Within the actual container of a battery, typically a metal cylindrical shell, there are various chemicals. These chemicals react with one another and through what’s known as an electrochemical reaction, these chemicals release electrons to the outside.
The Components
A battery consists of three main components. First of all, every battery must have a positive and negative terminal. This is not to say that each one is charged a certain way, it just means that as electrons flow out, the “potential” charge of the other terminal is lower than the one expelling electrons. These two terminals complete a circuit. If you were to connect a wire between the negative terminal of a battery and the positive terminal, electrons would flow from the negative end of the battery and go back into the battery through a positive end. This is how batteries stay good for quite a while.
Practical Application
When you put a battery into something like a television remote, every time a button is pressed on the remote, current is pulled from the battery through the negative terminal. The electrons flow through the remote and their power is harnessed to utilize the button. Then, when the electrons are finished doing their job, they’re passed back through another wire and go back into the battery through the positive terminal. Because electrons and matter can’t just disappear, completing this circuit is essential to prevent electrons from building up inside of your television remote or any other device.

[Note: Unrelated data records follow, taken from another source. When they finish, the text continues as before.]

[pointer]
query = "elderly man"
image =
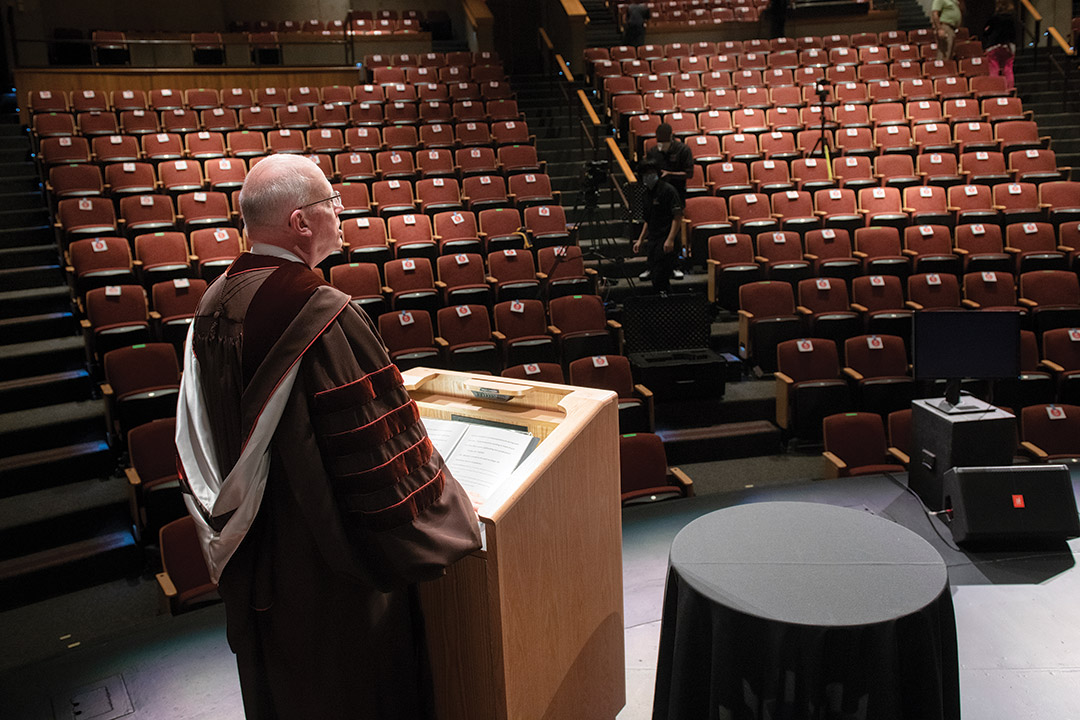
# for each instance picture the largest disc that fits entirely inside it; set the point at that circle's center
(319, 499)
(663, 214)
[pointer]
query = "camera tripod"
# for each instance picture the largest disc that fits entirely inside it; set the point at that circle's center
(602, 245)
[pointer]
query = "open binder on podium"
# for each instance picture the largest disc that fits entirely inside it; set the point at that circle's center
(531, 625)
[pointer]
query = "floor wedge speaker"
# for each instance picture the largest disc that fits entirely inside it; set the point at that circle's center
(1011, 504)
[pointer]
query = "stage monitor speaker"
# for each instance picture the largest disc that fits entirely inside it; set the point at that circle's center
(664, 323)
(1020, 504)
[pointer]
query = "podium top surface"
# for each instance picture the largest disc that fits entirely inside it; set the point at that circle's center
(981, 412)
(556, 415)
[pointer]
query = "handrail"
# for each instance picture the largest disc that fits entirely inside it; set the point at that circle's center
(620, 160)
(589, 108)
(1061, 41)
(574, 9)
(1035, 13)
(564, 68)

Over time, electrons are lost to the outside world. Because of wire resistance and contact with other things, the percentage of electrons that make it back into the battery isn’t quite 100%. This is why batteries lose their charge after a while. Once electrons make it back into a battery through the positively charged terminal of a battery, they make their way back into the atoms of the chemicals within the battery. This allows the battery to continue performing its function and produce more chemical reactions.
The Actual Chemical Reaction
So, how exactly do batteries produce electrons through chemical reactions? There are many different types of batteries out there all operating under different principles, but for this example we’re going to take a look at car batteries. The batteries you buy in the store, like Duracell or Rayovac, use less volatile chemicals in their batteries as for household use, using the same thing as a car battery would be dangerous. Typically, standard AA or AAA batteries use a zinc-carbon reaction.
Car batteries operate under a lead-acid reaction. Within a car battery’s cell, there are two plates. One plate is made of lead and the other is made of lead dioxide. Both plates are immersed in a sulfuric acid liquid. The lead plate releases lead ions that combine with the sulfate ions produced by the sulfuric acid. These two combine to form lead sulfate and an electron. This new lead sulfate, along with other sulfate ions, hydrogen ions, and more lead dioxide make their way to the lead dioxide plate. On this plate, water, electrons, and lead sulfate build up. Once the battery discharges, all of the electrons leave the top plate and go out of the negative terminal of the battery, leaving lead sulfate and water behind. These then disassociate and begin the entire process again when electrons come back into the battery.
Zinc is by far the most popular choice of chemical to put into a battery, and apart from car batteries, it’s in about 90% of the batteries you come into contact with on a daily basis.